Never feel bad about having 'tortured' moments. If you can't see your SO as often as you want to, then you experience the same emotions as the rest of us - whether she's 5 hours away, or 35!

 

It's amazing what human beings are able to tolerate when they have to and you are no different. If you want to spend the rest of your life with this person, then you will cope, because you have to.

 

As some people have already said, keep yourself busy so that you miss her less and communicate openly and honestly as often as you can.

 

I am a 30 hr flight from my SO and we don't see each other for three months between visits but I can honestly say that our relationship has got better over time - 14 months so far.

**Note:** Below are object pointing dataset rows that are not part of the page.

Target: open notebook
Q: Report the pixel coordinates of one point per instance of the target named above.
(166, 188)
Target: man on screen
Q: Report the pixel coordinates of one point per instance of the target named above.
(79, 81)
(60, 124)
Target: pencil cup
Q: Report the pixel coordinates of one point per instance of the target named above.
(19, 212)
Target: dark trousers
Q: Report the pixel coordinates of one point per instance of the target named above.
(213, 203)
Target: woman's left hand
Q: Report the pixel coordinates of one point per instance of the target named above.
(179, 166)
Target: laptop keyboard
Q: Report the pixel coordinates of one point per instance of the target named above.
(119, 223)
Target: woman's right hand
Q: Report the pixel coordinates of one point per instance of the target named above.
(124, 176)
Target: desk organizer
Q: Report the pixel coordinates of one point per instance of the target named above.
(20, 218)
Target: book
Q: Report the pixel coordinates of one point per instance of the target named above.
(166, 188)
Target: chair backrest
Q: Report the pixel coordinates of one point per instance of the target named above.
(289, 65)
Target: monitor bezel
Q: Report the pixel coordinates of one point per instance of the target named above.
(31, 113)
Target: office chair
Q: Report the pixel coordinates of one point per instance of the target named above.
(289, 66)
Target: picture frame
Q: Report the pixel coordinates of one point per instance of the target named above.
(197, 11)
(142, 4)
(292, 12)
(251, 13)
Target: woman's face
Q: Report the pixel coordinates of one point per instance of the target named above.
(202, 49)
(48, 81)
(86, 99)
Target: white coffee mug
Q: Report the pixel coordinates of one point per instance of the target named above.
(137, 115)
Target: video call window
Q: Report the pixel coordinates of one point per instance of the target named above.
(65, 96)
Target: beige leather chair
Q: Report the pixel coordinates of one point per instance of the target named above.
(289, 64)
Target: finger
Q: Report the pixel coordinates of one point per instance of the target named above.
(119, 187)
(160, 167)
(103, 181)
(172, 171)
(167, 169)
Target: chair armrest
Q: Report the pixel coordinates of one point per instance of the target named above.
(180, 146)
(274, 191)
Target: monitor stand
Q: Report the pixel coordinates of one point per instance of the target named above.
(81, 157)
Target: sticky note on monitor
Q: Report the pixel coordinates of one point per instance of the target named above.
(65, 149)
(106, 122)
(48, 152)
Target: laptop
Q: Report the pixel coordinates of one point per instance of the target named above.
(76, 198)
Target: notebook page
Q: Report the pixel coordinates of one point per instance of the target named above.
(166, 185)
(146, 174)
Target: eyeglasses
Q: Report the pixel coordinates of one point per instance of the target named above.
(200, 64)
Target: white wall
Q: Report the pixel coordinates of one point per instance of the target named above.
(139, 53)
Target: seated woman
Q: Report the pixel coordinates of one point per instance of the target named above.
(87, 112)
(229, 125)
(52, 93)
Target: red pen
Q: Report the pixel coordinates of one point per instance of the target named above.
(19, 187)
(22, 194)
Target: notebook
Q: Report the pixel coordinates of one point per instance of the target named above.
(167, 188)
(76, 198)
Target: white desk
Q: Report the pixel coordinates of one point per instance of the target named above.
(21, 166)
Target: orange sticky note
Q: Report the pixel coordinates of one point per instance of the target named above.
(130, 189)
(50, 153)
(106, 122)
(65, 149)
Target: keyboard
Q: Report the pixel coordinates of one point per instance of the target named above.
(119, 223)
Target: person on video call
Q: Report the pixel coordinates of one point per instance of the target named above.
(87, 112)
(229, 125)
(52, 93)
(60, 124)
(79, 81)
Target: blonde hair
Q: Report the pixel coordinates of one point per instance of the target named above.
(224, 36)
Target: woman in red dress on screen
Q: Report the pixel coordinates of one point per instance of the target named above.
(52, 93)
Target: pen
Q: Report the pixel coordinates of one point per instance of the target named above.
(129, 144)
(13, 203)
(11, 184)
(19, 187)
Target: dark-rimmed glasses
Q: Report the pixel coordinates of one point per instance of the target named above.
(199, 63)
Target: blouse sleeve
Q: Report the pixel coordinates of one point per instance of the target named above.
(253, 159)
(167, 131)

We have rough patches and we work through them. We support each other and share everything and somehow it works. It works because we love each other and because we value that above everything else.

 

You can do it sfl - if you love her then you know you can.

  • Author
Posted (edited)

I wish you were right LittleTiger but today just hasn't been a good day for me. I (and my parents) have spent absolute ages trying to get my new house sorted because she was coming back for the weekend so we could stay there for the first time and I could move in, but due to her terribly organised (and generally terrible, sorry) uni course that now isn't possible. Not the end of the world and I tried to hide my disappointment, I then planned just to go and visit her for a bit, so we could both work during the day and I could just spend the evenings with her, but she shot it down as being not a good idea.

 

Probably sounds like I'm being really petty but it's so frustrating to really go out of your way and you still can't see them. It'd never happen if it wasn't an LDR. I hate her course, I hate her city, and yet again, I hate feeling like this...

 

(edit) think I've just ****ed it up too, woo...... :/

Edited by sfl
Posted (edited)

You need to follow Little Tiger's advice. Look what it takes for her to see her boyfriend. And Gwendolyn too. You can be patient and make it through this. You can do it.

 

During my last tour, most of the guys in my unit got to send a few emails, and maybe a couple of phone calls to their gf's/ wives for a whole year. that was it.